When we make salads in our home, we often do what we call a Family Salad. It basically means that we serve all kind of salad ingredients in separate bowls on the table. And then everyone in the family can prepare the salad after their personal liking. We try to keep it varied, with vegetables (warm and cold), greens, fruit, nuts and some kind of protein (quinoa, millet, lentils, beans or rice) and a dressing. Elsa usually chooses less dressing and leafy greens and more vegetables, fruit and lentils. David always add extra nuts and fruit to his. And I, well, I of course mix everything perfectly. Even if we don’t have any special food aversions, this is a way for us to keep dinners uncomplicated. It’s also great because it requires no recipe, just throw all fridge leftovers in different bowls and mix for yourself.
This pilaf actually started out as a family salad, but all the different ingredients on that specific day tasted so good together that we had to make it into a recipe.
Small baked aubergine cubes that are bursting with chili, turmeric and cumin. Sweet apricots, salty pistachios, kale, avocado, mint and chewy black rice and lentils. It all makes a pretty awesome and flavorful combination.
Black Rice, Kale & Aubergine Pilaf
We have cooked black rice and green lentils together to save time and simplify the recipe. The lentils will become all black, but it only makes them look cooler. You could combine red rice and red lentils or whole grain rice and quinoa instead.
Black Rice & Lentil Mix
1 cup / 250 ml black rice (preferable soaked)

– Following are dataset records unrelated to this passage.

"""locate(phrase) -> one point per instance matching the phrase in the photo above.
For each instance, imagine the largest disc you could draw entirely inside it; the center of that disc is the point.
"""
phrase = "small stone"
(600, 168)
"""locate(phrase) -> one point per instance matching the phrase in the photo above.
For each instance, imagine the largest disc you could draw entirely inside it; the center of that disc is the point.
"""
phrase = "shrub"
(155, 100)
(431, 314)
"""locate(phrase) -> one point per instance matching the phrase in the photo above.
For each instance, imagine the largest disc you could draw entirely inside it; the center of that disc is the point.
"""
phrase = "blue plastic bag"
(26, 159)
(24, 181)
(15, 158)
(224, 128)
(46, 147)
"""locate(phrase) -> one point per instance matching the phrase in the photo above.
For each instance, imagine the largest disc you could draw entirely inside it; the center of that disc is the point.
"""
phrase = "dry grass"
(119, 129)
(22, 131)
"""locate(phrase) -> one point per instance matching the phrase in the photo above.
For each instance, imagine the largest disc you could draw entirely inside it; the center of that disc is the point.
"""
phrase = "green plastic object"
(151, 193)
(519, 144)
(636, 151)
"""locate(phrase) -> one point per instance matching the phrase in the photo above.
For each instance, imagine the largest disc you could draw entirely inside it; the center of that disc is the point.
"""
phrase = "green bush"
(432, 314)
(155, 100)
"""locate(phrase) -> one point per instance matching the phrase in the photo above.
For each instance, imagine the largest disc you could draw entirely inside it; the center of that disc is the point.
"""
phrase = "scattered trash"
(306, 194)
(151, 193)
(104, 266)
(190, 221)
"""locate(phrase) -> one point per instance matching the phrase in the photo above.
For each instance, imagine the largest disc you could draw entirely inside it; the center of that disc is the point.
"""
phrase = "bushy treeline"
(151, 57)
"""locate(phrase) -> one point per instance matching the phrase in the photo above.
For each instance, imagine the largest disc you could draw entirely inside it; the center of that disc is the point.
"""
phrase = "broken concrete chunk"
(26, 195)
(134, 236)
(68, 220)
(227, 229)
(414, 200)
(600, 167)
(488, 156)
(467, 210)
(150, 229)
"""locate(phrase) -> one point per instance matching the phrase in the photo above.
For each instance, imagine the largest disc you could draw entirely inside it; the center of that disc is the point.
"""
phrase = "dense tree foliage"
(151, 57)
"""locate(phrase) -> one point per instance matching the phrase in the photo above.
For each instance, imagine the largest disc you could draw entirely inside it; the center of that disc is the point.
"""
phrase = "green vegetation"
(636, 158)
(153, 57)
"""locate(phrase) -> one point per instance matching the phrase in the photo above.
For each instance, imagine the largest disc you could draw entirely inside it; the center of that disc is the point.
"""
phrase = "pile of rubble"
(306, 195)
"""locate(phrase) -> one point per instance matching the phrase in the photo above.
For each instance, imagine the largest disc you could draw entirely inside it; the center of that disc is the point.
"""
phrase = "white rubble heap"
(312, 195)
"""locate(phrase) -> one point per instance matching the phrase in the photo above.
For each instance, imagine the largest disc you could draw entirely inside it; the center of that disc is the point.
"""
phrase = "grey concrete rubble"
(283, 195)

1 cup / 250 ml green or brown lentils (preferable soaked)
4 cups / 1 liter water
1 tsp coarse sea salt
1 tsp cardamom seeds (without pods)
1/2 tsp ground cumin
1/2 tsp ground chili
1/2 tsp ground turmeric
1 pinch sea salt and black pepper
4 tbsp lemon juice + 1 tsp for massaging the kale
4 tbsp cold-pressed olive oil + 1 tsp for massaging the kale
1 large aubergine/eggplant, cut into small cubes
2 large stems kale, stems removed and finely chopped
1 avocado, stone removed and cubed
½ red onion, finely chopped
1 handful fresh mint, leaves picked and chopped
1 small handful raw pistachio nuts, coarsely chopepd
5 unsulphured dried apricots, coarsely chopped
1/2 cup / 125 ml yogurt, to serve
Preheat the oven to 200°C / 400°F.
Rinse and drain rice and lentils. Then place in a saucepan, add water, salt and cardamom seeds, cover with a lid and bring to boil. Lower the heat and cook gently for about 30 minutes or until tender and all the water has been absorbed. Meanwhile, stir together cumin, chili, turmeric, salt, pepper, olive oil and lemon juice. Place the cubed aubergine and the spice mixture in an oven-proofed dish and toss to cover. Bake in the oven for about 30 minutes or until soft on the inside and slightly browned on the outside. Set both the black rice and lentil mix and the baked aubergine a side to cool. Now prepare the salad ingredients. Place the chopped kale in a medium serving bowl, add lemon juice and olive oil and massage the kale for a couple of minutes until soften. Add all ingredients and toss to combine. Serve with a dollop of yogurt.